Unfortunately, there is one thing that makes me anxious about its future: the 6-week development cycle. It's, I believe, one of the causes of an unhealthy problem: feature bloat. It's also the cause, in my opinion, of another problem: the immaturity of the ecosystem.
The compound effect of small additions is complexity. Uncontrolled complexity is fatal to any project.
I feel like a hamster in his wheel: Will it ever end? As a rust developer, I need to remain up to date with the latest developments in order not to produce code that is obsolete as soon as it's released.
Learning materials quickly become obsolete: Programming in Rust today is entirely different than what was programming in Rust 1.5 years ago (mainly due to async-await hitting stable). Rust's learning curve is already high enough to discourage people from learning it, the obsolescence of tutorials and guides does not help.
The signal/noise ratio is low: Even if there are dedicated posts on the official Rust blog to highlight the most notable features, it's hard to keep track of all the important features as they are lost among other less-relevant things.
It feels unfocused: I'm a fan of the Pareto principle: 80% of consequences come from 20% of the causes. It brings calm and helps to identify busywork. Are all Rust's features high-value, or are some only the cause of incidental complexity? Who is in charge of saying no?

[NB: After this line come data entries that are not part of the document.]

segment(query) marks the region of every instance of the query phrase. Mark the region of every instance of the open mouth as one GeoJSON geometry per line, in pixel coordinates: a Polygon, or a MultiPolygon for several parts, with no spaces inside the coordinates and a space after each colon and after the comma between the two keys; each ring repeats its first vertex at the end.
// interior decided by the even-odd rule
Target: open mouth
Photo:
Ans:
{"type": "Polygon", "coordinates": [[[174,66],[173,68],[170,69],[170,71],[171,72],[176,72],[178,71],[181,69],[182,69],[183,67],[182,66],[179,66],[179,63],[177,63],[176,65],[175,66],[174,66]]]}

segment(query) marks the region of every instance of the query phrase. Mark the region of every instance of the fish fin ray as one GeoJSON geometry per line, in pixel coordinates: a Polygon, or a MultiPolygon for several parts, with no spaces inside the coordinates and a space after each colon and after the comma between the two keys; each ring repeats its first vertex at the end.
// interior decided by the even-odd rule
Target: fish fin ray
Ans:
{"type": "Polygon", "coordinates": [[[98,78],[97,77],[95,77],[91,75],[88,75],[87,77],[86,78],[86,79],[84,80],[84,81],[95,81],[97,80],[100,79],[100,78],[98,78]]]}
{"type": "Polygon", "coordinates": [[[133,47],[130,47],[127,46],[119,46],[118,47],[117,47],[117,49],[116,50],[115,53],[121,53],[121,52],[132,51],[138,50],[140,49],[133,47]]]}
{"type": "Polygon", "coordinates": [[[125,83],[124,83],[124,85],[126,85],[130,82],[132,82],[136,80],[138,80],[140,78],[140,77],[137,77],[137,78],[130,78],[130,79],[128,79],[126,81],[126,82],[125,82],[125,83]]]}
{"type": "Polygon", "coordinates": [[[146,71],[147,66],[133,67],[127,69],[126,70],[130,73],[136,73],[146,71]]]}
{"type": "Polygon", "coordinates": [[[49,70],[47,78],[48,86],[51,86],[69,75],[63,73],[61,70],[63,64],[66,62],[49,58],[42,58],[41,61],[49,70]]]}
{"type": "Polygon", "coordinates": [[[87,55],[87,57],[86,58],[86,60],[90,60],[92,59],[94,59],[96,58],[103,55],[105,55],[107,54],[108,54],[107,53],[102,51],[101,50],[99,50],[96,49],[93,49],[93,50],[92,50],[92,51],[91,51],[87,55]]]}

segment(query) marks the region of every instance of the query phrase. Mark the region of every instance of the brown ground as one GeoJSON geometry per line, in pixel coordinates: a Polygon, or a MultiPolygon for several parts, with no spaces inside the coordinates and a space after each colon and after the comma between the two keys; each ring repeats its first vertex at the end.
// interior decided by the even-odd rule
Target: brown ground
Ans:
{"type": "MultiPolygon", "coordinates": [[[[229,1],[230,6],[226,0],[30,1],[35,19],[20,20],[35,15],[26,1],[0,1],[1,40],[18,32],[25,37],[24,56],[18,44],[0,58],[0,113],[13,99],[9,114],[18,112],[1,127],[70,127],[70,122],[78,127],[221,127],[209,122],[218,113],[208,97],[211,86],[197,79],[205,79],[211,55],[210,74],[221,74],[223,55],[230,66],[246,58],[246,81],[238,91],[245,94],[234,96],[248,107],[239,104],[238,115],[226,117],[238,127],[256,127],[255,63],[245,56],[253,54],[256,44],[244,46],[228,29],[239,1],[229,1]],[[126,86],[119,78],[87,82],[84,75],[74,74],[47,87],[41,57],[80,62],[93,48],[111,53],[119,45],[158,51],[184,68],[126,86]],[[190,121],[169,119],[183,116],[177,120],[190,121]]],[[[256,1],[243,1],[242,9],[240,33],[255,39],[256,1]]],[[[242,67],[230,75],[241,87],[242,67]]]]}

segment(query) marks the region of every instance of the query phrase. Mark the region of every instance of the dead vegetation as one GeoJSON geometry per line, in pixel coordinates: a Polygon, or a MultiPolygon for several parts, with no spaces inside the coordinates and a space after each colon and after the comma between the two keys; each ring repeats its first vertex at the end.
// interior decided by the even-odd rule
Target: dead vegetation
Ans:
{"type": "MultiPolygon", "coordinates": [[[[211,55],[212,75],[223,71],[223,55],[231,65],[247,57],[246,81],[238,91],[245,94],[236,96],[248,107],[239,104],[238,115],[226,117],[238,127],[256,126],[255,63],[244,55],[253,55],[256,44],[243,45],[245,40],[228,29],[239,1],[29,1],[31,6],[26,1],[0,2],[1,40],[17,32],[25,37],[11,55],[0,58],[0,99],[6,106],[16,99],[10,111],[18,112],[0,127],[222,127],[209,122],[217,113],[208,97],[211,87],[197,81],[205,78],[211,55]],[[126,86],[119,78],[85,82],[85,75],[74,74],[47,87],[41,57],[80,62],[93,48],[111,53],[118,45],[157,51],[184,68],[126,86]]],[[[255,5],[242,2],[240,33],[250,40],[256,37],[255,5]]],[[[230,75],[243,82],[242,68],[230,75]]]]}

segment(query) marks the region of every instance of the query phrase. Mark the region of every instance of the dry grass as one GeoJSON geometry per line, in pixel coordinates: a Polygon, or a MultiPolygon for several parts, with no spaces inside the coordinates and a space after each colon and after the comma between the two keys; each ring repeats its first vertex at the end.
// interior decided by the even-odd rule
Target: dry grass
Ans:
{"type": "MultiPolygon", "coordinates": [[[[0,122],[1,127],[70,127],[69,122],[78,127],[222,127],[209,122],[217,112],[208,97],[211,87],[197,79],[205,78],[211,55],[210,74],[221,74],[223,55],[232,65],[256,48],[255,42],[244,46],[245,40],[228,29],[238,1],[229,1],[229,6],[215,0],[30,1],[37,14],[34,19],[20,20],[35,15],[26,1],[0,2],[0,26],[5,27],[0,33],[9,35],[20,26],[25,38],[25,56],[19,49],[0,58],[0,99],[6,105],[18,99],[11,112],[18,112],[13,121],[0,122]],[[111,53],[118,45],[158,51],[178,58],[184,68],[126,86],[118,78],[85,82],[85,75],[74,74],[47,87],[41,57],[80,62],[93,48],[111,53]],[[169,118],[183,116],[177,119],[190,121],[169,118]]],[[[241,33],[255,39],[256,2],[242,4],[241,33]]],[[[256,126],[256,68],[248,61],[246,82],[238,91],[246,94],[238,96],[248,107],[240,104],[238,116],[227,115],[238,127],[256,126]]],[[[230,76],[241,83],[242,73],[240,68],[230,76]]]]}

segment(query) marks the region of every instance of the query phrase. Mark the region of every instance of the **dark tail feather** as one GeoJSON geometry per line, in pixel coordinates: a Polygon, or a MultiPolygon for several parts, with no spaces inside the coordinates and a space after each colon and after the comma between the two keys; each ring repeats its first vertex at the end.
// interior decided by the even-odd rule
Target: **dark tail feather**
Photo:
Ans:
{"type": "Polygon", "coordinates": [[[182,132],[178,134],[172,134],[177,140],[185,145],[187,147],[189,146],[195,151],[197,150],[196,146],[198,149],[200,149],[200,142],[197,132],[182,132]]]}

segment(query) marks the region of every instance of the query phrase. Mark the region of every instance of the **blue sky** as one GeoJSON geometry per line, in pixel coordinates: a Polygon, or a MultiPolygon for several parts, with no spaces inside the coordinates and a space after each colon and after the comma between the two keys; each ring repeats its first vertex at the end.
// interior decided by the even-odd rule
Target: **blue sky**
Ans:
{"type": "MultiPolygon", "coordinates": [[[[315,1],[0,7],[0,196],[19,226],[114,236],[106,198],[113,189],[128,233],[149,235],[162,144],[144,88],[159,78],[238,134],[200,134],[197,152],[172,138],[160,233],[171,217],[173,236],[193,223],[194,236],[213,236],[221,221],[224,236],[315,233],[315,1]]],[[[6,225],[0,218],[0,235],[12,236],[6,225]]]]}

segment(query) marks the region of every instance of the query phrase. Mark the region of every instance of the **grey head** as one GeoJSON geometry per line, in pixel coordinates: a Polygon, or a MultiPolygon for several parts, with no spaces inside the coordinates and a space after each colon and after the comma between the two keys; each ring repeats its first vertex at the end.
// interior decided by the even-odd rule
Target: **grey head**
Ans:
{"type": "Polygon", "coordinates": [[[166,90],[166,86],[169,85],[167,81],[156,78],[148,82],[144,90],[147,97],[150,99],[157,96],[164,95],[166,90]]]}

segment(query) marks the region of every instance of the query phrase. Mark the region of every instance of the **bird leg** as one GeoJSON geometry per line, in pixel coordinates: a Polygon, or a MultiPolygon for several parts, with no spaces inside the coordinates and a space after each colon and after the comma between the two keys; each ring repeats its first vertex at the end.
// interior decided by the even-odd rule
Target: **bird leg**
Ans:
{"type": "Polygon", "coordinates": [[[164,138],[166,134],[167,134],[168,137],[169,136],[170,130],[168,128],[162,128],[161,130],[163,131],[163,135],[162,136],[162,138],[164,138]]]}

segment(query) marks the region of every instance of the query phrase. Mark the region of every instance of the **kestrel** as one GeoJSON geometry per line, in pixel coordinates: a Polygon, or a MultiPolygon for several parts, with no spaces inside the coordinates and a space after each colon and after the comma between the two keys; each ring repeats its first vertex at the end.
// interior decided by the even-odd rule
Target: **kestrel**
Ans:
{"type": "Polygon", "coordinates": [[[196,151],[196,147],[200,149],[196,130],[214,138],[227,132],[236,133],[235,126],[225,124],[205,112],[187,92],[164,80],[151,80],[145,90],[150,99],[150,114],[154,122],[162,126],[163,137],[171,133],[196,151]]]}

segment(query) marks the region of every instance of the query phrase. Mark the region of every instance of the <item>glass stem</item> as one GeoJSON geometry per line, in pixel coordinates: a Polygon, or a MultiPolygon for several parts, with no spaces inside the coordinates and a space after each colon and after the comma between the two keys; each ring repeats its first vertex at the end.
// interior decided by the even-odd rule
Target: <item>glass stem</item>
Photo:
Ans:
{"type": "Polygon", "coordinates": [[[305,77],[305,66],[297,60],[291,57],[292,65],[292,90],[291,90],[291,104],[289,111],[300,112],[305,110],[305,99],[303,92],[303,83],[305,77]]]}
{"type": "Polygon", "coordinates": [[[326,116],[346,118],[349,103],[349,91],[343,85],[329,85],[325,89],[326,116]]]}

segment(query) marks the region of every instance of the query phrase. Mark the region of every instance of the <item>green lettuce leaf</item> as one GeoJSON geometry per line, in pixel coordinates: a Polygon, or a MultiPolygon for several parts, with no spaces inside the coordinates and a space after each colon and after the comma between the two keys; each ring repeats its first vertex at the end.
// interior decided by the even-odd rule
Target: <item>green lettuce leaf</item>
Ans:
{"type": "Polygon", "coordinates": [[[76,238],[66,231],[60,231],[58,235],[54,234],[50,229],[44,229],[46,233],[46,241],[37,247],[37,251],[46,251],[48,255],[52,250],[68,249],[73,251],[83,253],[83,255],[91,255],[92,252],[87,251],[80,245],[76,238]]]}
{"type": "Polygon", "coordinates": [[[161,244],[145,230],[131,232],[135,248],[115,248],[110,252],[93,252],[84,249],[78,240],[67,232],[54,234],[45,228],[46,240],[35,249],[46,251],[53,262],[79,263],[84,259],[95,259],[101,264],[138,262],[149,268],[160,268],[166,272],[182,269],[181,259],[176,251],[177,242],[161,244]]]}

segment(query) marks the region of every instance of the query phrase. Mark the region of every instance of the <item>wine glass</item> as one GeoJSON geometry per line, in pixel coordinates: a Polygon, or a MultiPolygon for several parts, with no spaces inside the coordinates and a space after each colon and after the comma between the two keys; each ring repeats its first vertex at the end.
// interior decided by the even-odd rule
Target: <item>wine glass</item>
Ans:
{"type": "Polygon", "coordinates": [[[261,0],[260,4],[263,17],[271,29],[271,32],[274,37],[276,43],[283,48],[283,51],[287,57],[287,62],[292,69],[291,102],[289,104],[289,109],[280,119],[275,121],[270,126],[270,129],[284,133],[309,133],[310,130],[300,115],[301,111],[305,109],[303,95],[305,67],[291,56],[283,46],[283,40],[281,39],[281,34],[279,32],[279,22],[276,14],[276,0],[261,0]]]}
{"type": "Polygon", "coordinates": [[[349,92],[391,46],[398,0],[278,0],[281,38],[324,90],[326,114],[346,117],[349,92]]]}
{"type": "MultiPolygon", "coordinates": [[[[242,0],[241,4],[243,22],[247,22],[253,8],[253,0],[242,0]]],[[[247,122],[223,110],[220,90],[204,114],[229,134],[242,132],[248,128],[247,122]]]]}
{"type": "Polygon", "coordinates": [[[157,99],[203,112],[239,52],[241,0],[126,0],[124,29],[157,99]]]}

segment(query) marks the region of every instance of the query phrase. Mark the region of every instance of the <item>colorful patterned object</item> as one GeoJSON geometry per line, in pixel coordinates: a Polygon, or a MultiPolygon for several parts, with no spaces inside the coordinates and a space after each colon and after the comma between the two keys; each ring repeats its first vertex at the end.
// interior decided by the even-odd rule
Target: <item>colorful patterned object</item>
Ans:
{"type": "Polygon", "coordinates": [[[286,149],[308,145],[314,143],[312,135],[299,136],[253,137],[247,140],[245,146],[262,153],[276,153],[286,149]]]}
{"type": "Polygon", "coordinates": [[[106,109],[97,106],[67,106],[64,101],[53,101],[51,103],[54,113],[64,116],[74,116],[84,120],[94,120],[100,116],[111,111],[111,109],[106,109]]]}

What I would like instead? 4 or 6 months release cycles and a more conservative approach to adding features. For example, instead of a nightly
channel, I want a playground
channel where a lot of features are experimented, and very few are promoted to stable
.
A programming language is a platform. You can't build a thriving ecosystem on top of an unstable platform. We need, as a community, to find a solution to bring calm and focus to Rust, and then we will be able to stabilize and build a great ecosystem of libraries on top of that platform.
Short release cycles are suitable for products, as you can remove features or UI elements, and thus complexity can decrease over time. Removing parts of a platform will break backward compatibility. Thus platforms complexity with strict backward compatibility policies may only increase over time.
We don't want Rust to become the new C++, don't we?